Physical properties of MnSi at extreme doping with Co: Quantum criticality

TL;DR

This study investigates how doping MnSi with Co affects its magnetic and thermal properties, revealing the destruction of the helical phase transition and the emergence of quantum critical behavior at low temperatures.

Contribution

It provides new insights into the effects of Co doping on MnSi, demonstrating the suppression of the helical phase transition and the persistence of quantum critical fluctuations.

Findings

Doping with Co destroys the helical phase transition in MnSi.

Helical fluctuation area persists above the transition temperature.

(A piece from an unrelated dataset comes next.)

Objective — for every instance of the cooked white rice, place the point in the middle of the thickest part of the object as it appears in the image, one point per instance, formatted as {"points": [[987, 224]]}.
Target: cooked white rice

Quantum critical behavior observed as $C_p/T$ diverges at low T.

Abstract

The samples of (Mn$_{1-x}$Co$_x$)Si with $x=0.15$ and $x=0.17$ were grown and their physical properties: magnetization and magnetic susceptibility, resistivity and heat capacity were studied. The data analysis included also the previous results at $x=0.057, 0.063, 0.09$. The indicated doping MnSi with Co completely destroys the helical phase transition whereas basically saves the helical fluctuation area normally situated slightly above the phase transition temperature. This area spreading from $\sim$5 to 0 K is not changed much with doping and forms some sort of helical fluctuation cloud revealing the quantum critical properties: $C_p/T\rightarrow\infty$ at $T\rightarrow0$.